Footsteps from within, identical to his own heart in sound and rhythm, but they remained clear of the door. Then he could hear the susurration of his mother's whispers, explaining to his father, but he didn't know what she was saying. Emma had in fact experienced misgivings about handing the boy over to his true father, and had not found the courage to mention the act to her husband. Kneeling now at his bedside, in her guilt, she lied and found relief, seeing her husband believe her tale, that Collymore himself had come unexpectedly that morning to reclaim the boy, and she dared not deny the fisherman's right to his own
flesh. In the darkness, she sensed her husband's sad acceptance of the act, and when his hand searched out hers in comfort for this loss of their adopted son, she herself was half convinced that her story was true, and nothing could be done to change its consequence; nothing would ever make it different. She resolved, patting Rupert's hand and replacing it on his chest, to let the child bawl himself out and then, with no attention paid him, he would readily find his way back to where he belonged. But, eh! what a scene he make, screaming so, walloping the door, and them dogs like baka brothers to him, joining in.
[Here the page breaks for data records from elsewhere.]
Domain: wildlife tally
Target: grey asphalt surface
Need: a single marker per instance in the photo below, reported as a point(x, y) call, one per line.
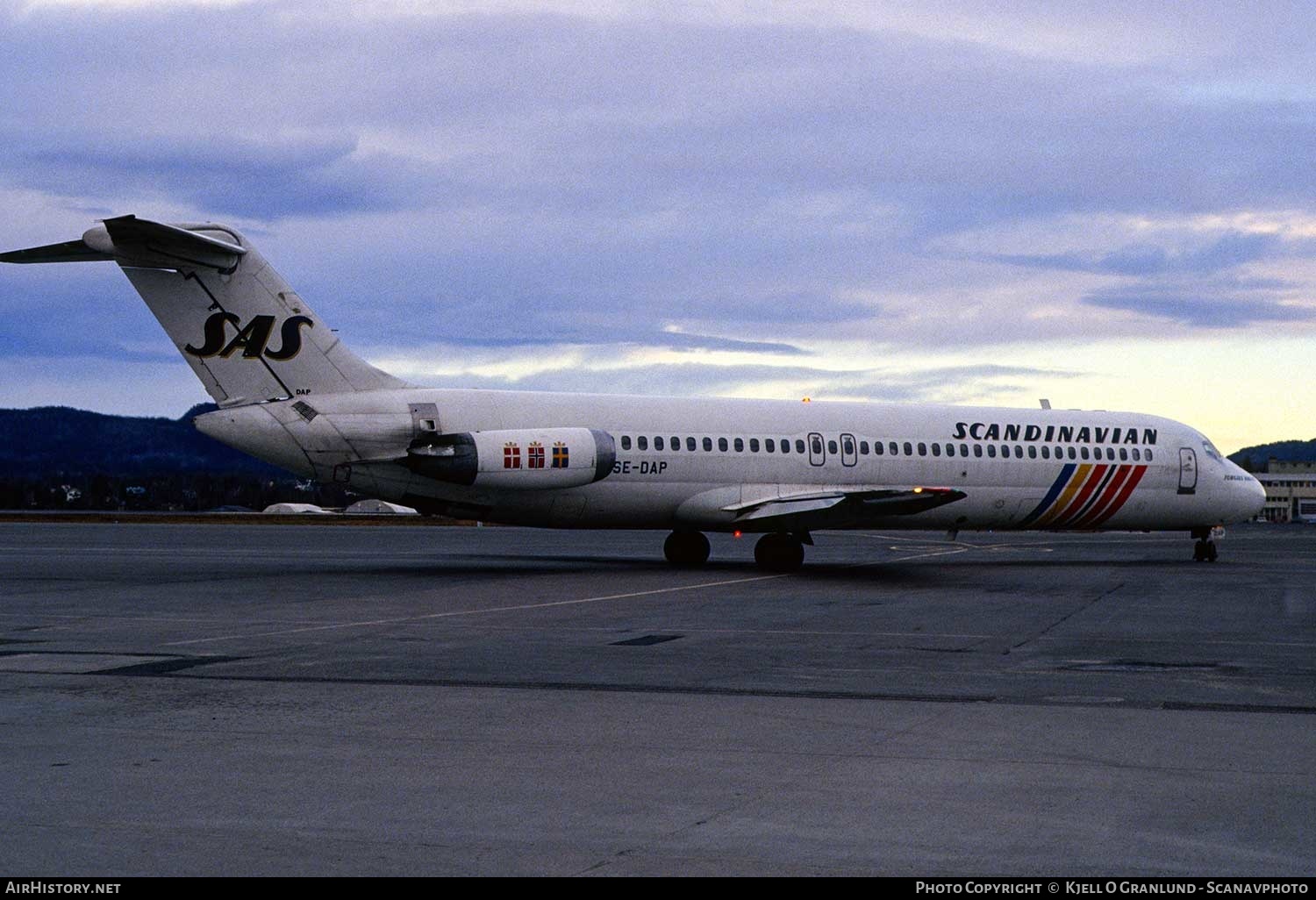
point(237, 699)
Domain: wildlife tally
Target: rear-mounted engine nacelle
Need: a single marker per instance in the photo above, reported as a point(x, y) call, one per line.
point(526, 460)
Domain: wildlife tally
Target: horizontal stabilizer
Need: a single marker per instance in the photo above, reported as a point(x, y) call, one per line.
point(66, 252)
point(132, 241)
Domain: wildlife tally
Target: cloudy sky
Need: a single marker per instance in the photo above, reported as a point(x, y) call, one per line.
point(1111, 205)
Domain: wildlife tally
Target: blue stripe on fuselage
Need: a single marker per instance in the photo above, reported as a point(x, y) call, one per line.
point(1050, 495)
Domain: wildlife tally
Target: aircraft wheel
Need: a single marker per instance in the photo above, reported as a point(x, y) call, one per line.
point(686, 549)
point(779, 553)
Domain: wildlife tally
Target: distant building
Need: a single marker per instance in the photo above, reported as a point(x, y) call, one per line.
point(1290, 491)
point(1290, 466)
point(295, 510)
point(379, 508)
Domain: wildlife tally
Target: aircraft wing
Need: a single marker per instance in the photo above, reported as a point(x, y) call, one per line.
point(832, 508)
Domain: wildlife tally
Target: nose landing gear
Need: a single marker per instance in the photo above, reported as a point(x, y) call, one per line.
point(1205, 550)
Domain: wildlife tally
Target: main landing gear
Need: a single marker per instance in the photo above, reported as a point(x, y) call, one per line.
point(779, 553)
point(776, 553)
point(1205, 550)
point(686, 549)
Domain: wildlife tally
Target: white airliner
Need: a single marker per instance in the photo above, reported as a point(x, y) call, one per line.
point(291, 394)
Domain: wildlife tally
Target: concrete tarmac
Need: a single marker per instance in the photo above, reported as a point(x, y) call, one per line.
point(284, 700)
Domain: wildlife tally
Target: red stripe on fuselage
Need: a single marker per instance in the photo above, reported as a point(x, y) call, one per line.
point(1092, 481)
point(1139, 471)
point(1121, 474)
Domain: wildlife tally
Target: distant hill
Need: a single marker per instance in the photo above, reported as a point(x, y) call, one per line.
point(1255, 458)
point(60, 458)
point(47, 441)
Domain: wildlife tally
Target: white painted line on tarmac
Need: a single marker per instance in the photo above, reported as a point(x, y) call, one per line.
point(532, 605)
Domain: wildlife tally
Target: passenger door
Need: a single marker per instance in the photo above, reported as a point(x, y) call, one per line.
point(818, 449)
point(849, 454)
point(1187, 470)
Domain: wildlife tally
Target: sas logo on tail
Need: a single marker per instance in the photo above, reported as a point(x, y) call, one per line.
point(250, 339)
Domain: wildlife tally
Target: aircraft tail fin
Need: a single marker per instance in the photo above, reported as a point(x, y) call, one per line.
point(242, 329)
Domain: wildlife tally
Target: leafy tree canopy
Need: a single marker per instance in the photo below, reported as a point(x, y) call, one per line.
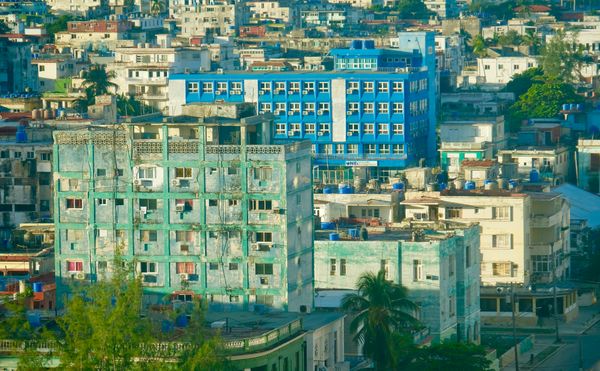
point(521, 82)
point(543, 101)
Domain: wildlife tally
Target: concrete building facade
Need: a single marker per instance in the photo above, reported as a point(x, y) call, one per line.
point(209, 205)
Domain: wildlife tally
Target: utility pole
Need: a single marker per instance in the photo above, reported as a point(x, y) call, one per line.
point(515, 342)
point(554, 294)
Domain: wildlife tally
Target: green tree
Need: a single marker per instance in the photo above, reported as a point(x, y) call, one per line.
point(157, 7)
point(451, 355)
point(562, 58)
point(479, 46)
point(102, 323)
point(543, 101)
point(381, 309)
point(412, 9)
point(521, 82)
point(4, 27)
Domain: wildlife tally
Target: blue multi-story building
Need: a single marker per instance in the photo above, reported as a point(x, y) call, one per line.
point(375, 110)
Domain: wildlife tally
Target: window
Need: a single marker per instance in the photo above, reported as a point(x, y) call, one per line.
point(383, 129)
point(74, 203)
point(148, 203)
point(309, 108)
point(74, 266)
point(417, 270)
point(185, 268)
point(183, 172)
point(265, 86)
point(352, 108)
point(261, 205)
point(540, 263)
point(370, 149)
point(323, 87)
point(398, 129)
point(148, 267)
point(264, 237)
point(383, 108)
point(192, 87)
point(263, 268)
point(147, 173)
point(184, 236)
point(207, 87)
point(148, 236)
point(502, 213)
point(501, 241)
point(502, 269)
point(398, 149)
point(263, 173)
point(453, 212)
point(323, 109)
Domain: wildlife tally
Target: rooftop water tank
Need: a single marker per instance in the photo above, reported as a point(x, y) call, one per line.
point(21, 136)
point(534, 176)
point(369, 44)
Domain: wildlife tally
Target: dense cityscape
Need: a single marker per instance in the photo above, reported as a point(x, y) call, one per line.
point(311, 185)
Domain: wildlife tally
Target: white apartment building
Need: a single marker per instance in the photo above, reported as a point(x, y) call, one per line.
point(523, 235)
point(220, 19)
point(78, 7)
point(270, 10)
point(144, 71)
point(500, 70)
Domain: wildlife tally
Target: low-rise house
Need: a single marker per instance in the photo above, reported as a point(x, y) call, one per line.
point(437, 262)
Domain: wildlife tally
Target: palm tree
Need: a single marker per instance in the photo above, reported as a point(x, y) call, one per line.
point(97, 80)
point(381, 310)
point(157, 7)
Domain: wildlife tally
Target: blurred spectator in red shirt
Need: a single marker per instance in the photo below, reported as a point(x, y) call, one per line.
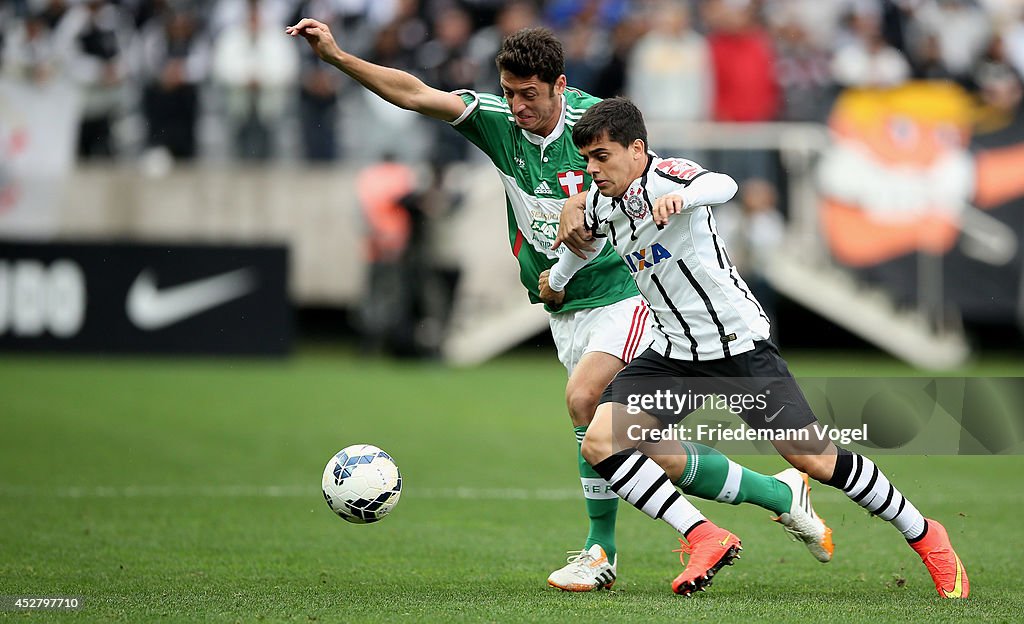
point(742, 63)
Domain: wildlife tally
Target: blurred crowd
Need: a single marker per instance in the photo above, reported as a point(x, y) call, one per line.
point(179, 76)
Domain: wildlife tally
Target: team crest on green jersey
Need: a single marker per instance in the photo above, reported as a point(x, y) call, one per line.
point(545, 225)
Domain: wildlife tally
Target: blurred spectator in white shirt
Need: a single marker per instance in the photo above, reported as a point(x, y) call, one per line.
point(961, 30)
point(32, 51)
point(669, 71)
point(804, 71)
point(257, 68)
point(98, 36)
point(174, 59)
point(867, 60)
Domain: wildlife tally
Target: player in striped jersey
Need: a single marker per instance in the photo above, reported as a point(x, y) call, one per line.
point(602, 322)
point(655, 213)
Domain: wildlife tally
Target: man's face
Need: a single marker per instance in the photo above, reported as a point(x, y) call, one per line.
point(536, 105)
point(612, 166)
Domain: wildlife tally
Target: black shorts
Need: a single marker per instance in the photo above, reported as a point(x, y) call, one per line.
point(756, 385)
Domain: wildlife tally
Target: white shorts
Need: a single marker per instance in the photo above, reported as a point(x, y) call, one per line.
point(622, 329)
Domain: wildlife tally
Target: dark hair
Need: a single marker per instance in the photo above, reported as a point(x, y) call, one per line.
point(616, 116)
point(532, 51)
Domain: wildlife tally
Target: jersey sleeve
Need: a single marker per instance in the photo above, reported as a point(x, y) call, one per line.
point(488, 124)
point(696, 185)
point(591, 218)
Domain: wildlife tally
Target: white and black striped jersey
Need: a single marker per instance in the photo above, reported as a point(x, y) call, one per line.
point(702, 309)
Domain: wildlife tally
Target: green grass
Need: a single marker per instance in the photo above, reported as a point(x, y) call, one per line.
point(142, 486)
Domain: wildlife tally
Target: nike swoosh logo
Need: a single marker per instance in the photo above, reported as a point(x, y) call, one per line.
point(152, 308)
point(958, 584)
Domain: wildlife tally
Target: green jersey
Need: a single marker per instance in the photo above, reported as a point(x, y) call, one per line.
point(539, 174)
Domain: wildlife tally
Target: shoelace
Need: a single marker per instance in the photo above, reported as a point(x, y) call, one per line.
point(684, 548)
point(579, 556)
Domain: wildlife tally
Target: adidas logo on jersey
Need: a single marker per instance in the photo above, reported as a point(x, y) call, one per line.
point(543, 189)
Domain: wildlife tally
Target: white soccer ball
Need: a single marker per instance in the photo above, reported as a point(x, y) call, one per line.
point(361, 484)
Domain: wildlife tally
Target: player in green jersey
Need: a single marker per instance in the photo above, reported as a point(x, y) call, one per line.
point(602, 321)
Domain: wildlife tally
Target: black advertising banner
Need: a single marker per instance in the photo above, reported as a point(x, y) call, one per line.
point(144, 298)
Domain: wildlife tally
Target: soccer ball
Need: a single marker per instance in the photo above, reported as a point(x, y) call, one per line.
point(361, 484)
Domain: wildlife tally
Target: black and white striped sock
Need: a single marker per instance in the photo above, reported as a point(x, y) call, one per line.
point(866, 486)
point(643, 484)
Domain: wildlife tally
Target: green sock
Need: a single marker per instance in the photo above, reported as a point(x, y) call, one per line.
point(602, 503)
point(711, 475)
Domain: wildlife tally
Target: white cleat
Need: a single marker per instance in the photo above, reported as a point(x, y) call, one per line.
point(585, 571)
point(802, 522)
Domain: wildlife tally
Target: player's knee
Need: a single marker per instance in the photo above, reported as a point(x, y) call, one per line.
point(596, 448)
point(818, 467)
point(582, 403)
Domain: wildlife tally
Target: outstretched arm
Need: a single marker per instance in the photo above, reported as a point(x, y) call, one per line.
point(552, 282)
point(400, 88)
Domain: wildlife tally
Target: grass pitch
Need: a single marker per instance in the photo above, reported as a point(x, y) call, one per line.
point(188, 490)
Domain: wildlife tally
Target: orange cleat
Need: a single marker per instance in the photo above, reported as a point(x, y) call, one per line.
point(942, 563)
point(711, 548)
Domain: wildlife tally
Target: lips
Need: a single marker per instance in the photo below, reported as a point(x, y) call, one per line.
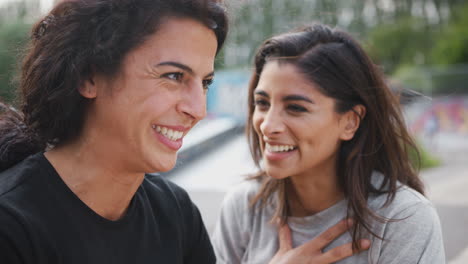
point(172, 137)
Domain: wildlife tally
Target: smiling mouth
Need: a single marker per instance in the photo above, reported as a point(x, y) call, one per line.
point(170, 134)
point(279, 148)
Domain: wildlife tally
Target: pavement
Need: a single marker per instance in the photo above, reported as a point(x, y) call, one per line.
point(213, 171)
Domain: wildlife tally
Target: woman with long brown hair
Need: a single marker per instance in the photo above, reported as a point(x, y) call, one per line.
point(109, 89)
point(330, 141)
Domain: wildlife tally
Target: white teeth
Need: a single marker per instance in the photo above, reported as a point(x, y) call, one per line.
point(279, 148)
point(168, 133)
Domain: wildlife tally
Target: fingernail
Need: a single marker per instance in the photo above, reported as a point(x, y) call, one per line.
point(365, 243)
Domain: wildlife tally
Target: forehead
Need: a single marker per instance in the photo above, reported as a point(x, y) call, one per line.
point(285, 78)
point(181, 40)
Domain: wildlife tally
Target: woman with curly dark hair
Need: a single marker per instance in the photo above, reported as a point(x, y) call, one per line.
point(109, 89)
point(331, 143)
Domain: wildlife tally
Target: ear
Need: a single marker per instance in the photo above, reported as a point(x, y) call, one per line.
point(351, 121)
point(89, 88)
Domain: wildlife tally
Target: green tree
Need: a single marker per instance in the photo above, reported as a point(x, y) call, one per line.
point(452, 44)
point(406, 42)
point(13, 37)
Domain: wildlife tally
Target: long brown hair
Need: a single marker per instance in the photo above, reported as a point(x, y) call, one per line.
point(78, 38)
point(334, 61)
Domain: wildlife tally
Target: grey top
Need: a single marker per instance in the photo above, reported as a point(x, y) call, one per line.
point(244, 234)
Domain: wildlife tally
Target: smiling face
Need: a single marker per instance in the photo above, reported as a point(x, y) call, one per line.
point(141, 116)
point(298, 128)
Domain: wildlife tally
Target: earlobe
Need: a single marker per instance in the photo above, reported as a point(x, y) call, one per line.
point(88, 89)
point(352, 121)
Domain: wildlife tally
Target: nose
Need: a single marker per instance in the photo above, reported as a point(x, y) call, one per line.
point(193, 102)
point(272, 123)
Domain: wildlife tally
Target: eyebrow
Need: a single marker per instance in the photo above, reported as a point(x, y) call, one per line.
point(182, 67)
point(292, 97)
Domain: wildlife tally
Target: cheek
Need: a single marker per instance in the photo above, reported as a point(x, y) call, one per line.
point(257, 120)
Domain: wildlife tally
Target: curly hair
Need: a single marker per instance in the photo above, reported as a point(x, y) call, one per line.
point(76, 39)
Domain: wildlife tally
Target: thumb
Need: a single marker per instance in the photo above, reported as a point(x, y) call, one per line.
point(284, 235)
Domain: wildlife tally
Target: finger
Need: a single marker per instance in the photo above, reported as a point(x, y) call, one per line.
point(329, 235)
point(344, 251)
point(285, 241)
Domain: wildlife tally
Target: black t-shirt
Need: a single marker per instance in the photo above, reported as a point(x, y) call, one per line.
point(43, 222)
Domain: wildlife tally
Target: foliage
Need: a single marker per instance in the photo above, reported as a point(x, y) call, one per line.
point(13, 37)
point(451, 45)
point(426, 160)
point(406, 42)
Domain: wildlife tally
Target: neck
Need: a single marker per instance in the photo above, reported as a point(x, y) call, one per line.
point(93, 174)
point(314, 192)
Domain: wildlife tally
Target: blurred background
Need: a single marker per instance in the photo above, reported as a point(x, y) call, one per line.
point(421, 45)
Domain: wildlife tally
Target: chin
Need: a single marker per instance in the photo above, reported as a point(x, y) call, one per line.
point(163, 166)
point(276, 174)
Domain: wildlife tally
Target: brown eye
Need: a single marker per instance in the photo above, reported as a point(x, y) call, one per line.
point(296, 108)
point(207, 83)
point(176, 76)
point(261, 104)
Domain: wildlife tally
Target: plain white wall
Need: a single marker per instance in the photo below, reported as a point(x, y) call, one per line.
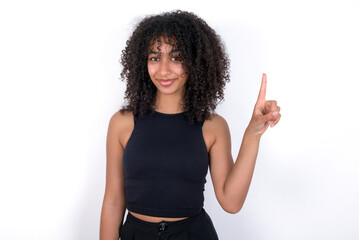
point(60, 85)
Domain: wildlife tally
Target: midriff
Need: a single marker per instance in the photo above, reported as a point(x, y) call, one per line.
point(155, 219)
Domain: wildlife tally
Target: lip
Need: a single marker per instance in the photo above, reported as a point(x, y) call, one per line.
point(166, 82)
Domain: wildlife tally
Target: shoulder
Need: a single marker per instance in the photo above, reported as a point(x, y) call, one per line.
point(215, 128)
point(216, 121)
point(121, 124)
Meanwhile, the side shutters had burst open, and Cassius raced to them, roaring with hope, his sobbing intensified by the flare of hope through his body. There he stood below the sill, transfixed in anticipation, tongues of flame darting at the edge of his vision as he stared up at the pigtailed heads of his sisters, gazing down at him with interest. “Cashy,” the oldest whispered conspiratorially, “
bwoy
, you mek a row! Is you ahll right? What is fishenin like? Did you reach St. Kate-side? Mommi does say—” They were sucked back into the darkness, vanished, replaced by his mother's plump forearms, drawing the shutters closed and, with them, his heart. He had not seen her face, and never would again. The dogs seemed to find significance in the latching of the shutters; they grew bold and chased the boy down the road, where the baka things waited, to harry him up Paley's Hill and—but he would not say or think it—home.